Finally finalized final finale.

2003-12-10 at 8:53 a.m.

Them shoulders just keep getting lighter. Another boulder rolled off yesterday. I took my final. And what I had thought was a boulder of Herculean proportions turned out to be a nice little ol' warm fuzzy.

So my Society and Education class final--you know, the class where we learned that schools can tend to screw minorities? and women? I hope you were sitting down--had a final yesterday.

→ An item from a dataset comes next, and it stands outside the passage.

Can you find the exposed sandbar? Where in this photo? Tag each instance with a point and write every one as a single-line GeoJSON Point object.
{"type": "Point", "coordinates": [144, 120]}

I'd like to point out that the prof hadn't lectured since the midterm. It's all been student presentations and videos and blahblahblah. We hadn't had discussions, debates, or any kind of interaction that might give us an opportunity to work with what's in the texts we had read (one of which I highly recommend, by the way: Lies My Teacher Told Me by James Loewen). And there was a lot in those texts. They covered Cold War America, and Supreme Court judgements limiting religion in the classroom and the voucher debate and acheivement gaps and the GI bill and debates on the merits of vocational training and how the concentration of power in the media might be affecting the socialization of lower socioeconomic classes to accept the status quo and... yeah, so there was something there to talk about, and a LOT there to test us on and we had no opportunity to do anything more than read the book.

And last week, he'd refused to give us any direction. "If you've done the reading, you should be fine." Meh. What a cop-out answer.

Bastard. He was right.

You wanna know why?

We get in the classroom yesterday. He's writing on the white board:

No books.

You can use your notes.

You can use your friends.

Um. Wha?

(Three people pick up their books and come sit by me.)

The prof sits down in the corner of the room and smiles benignly at us.

So we decide that we're all friends here, and all two dozen of us do the final together.

"I think the GI bill helped more than a quarter of the veterans!"

"Well, not all of the veterans went on to college, and some already had gone to college, and some would have gone on to college, so one fourth of veterans could be right."

"I think it's only c, that the veterans did better in rigorous classes than non-veterans."

"But I think it's d, all of the above!"

"Well, you just put your little d down, and we'll see who's right."

"All right l'il miss GI Bill, I challenge you! I'll see your wimpy c, and raise it a d, and then we'll just see, won't we?"

"Oh, yes, we will. You're going dooooown."

The rest of the class picked sides like a schoolyard fight.

The professor sat in the back, laughing and wheezing.

(For the record, I was arguing D. And for the record, she was in class thanks to the GI Bill, which she was pretty proud of. And for the final record, the answer was D. I was SO right.)

Weirdest non-final final I ever took.